The thing we must note here is not the Underground Man’s cogent (or at least mature) argument against Chernishevsky but the fact that Dostoyevsky has created a character who can embrace and defend other ideas convincingly. The discoveries he makes while creating this character—so central to Dostoyevsky’s later works—are what make him a true novelist. To act against one’s own interest, to take pleasure in pain, to begin suddenly to defend the exact opposite of that which is expected of you—all these impulses that defy European rationalism, the pursuit of demands of an enlightened ego, and so on? It is perhaps difficult to appreciate how original this program was in its day, for it has been copied so often.
Let us look at one experiment that the Underground Man performs to prove himself a creature who refuses to conform to the idea that all people act in the
ir own best interest.
One evening, he is passing by a lowly tavern when he sees a fight break out around the billiard table. Later he sees a man thrown from the window. At once a great jealousy rises up in the Underground Man: He wants to be similarly degraded; he too wants to be thrown out of the window. He goes inside, but instead of getting the beating of his dreams, he is degraded in an entirely different way. An officer decides he’s blocking the way and so pulls him into the corner, but he does this in a manner to suggest he’s handling a nonentity, a thing not even worthy of contempt. It is this unexpected humiliation that will prey on him.

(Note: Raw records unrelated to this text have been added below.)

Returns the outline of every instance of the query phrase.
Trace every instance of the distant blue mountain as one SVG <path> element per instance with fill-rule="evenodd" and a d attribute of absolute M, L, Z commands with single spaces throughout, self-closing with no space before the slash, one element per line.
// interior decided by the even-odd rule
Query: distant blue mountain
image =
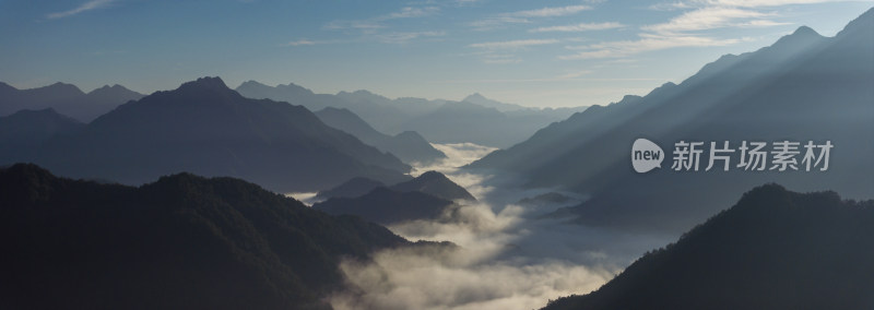
<path fill-rule="evenodd" d="M 240 96 L 218 78 L 156 92 L 39 145 L 57 174 L 140 184 L 189 171 L 245 178 L 281 192 L 317 191 L 353 177 L 410 179 L 410 166 L 322 123 L 300 106 Z M 0 154 L 0 163 L 20 158 Z"/>
<path fill-rule="evenodd" d="M 563 187 L 592 195 L 556 216 L 673 233 L 768 181 L 794 190 L 829 188 L 850 198 L 871 198 L 872 55 L 872 10 L 835 37 L 800 27 L 772 46 L 722 57 L 678 85 L 666 83 L 643 97 L 591 107 L 470 167 L 512 171 L 527 177 L 530 187 Z M 669 171 L 669 157 L 661 169 L 638 175 L 630 168 L 629 150 L 641 136 L 660 144 L 669 156 L 681 140 L 730 141 L 735 148 L 742 141 L 782 140 L 829 140 L 836 146 L 825 172 L 682 174 Z"/>

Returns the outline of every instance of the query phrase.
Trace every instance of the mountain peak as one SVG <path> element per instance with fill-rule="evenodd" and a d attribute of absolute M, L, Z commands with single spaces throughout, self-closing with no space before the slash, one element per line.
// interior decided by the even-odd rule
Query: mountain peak
<path fill-rule="evenodd" d="M 825 39 L 825 37 L 819 35 L 816 31 L 808 26 L 801 26 L 791 35 L 781 37 L 773 43 L 773 45 L 766 49 L 780 50 L 784 52 L 798 52 L 822 41 L 823 39 Z"/>
<path fill-rule="evenodd" d="M 485 96 L 483 96 L 483 95 L 482 95 L 482 94 L 480 94 L 480 93 L 473 93 L 473 94 L 471 94 L 470 96 L 466 96 L 466 97 L 464 97 L 464 98 L 463 98 L 463 99 L 461 99 L 461 100 L 462 100 L 462 102 L 470 102 L 470 100 L 484 100 L 484 99 L 488 99 L 488 98 L 486 98 Z"/>
<path fill-rule="evenodd" d="M 794 33 L 792 33 L 792 36 L 814 36 L 814 37 L 822 37 L 822 35 L 819 35 L 819 33 L 817 33 L 816 31 L 814 31 L 813 28 L 811 28 L 811 27 L 808 27 L 808 26 L 801 26 L 801 27 L 799 27 L 798 29 L 795 29 L 795 32 L 794 32 Z"/>
<path fill-rule="evenodd" d="M 54 94 L 62 94 L 62 96 L 76 96 L 84 94 L 82 90 L 79 90 L 79 87 L 76 87 L 75 85 L 61 82 L 56 82 L 55 84 L 34 90 L 39 90 L 42 92 L 51 92 Z"/>
<path fill-rule="evenodd" d="M 843 29 L 840 31 L 836 37 L 843 37 L 853 33 L 864 34 L 866 32 L 871 32 L 872 28 L 874 28 L 874 8 L 869 9 L 862 13 L 862 15 L 859 15 L 859 17 L 847 24 L 847 26 L 843 27 Z"/>
<path fill-rule="evenodd" d="M 456 184 L 444 174 L 437 171 L 424 172 L 415 179 L 397 183 L 392 186 L 391 189 L 401 192 L 418 191 L 451 201 L 476 201 L 476 199 L 464 188 Z"/>
<path fill-rule="evenodd" d="M 255 81 L 255 80 L 249 80 L 249 81 L 243 82 L 243 84 L 239 84 L 239 86 L 237 88 L 239 88 L 239 87 L 270 87 L 270 86 L 268 86 L 268 85 L 265 85 L 265 84 L 263 84 L 261 82 Z"/>
<path fill-rule="evenodd" d="M 227 87 L 227 85 L 225 85 L 225 82 L 222 81 L 222 78 L 218 78 L 218 76 L 214 76 L 214 78 L 213 76 L 204 76 L 204 78 L 200 78 L 200 79 L 198 79 L 196 81 L 186 82 L 186 83 L 182 83 L 181 86 L 179 86 L 179 90 L 182 90 L 182 88 L 186 88 L 186 90 L 188 90 L 188 88 L 212 90 L 212 91 L 231 90 L 231 88 Z"/>

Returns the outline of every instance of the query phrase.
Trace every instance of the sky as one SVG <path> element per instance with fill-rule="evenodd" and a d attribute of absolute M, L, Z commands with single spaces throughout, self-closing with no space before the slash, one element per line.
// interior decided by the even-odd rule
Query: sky
<path fill-rule="evenodd" d="M 826 0 L 0 0 L 0 81 L 141 93 L 200 76 L 317 93 L 532 107 L 604 105 L 682 82 L 807 25 L 874 7 Z"/>

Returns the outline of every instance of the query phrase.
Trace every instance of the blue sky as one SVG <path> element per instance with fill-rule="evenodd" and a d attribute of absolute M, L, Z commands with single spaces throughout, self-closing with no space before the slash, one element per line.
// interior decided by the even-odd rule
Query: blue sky
<path fill-rule="evenodd" d="M 151 93 L 204 75 L 317 93 L 607 104 L 874 1 L 0 0 L 0 81 Z"/>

I see all the elements that characterize Dostoyevsky’s later novels in this small scene. If Dostoyevsky went on to become a writer who, like Shakespeare, changed our understanding of humanity, it is in Notes from Underground that this new point of view begins to emerge, and if we study it closely, we can see how his great discovery was made. Failure and unhappiness had greatly distanced Dostoyevsky from the complacent winners and the spiritual world of the proud, and he had begun to feel anger toward the Western intellectuals who looked down on Russia. But though he wished to quarrel with Westernization, he was still a product of his Western education and upbringing and still practicing a Western art, the art of the novel. Notes from Underground was born of a desire to write a story that took the hero through all these states of spirit and consciousness, or an urgent wish to create a hero and a world that could hold together all these contradictions in a convincing way.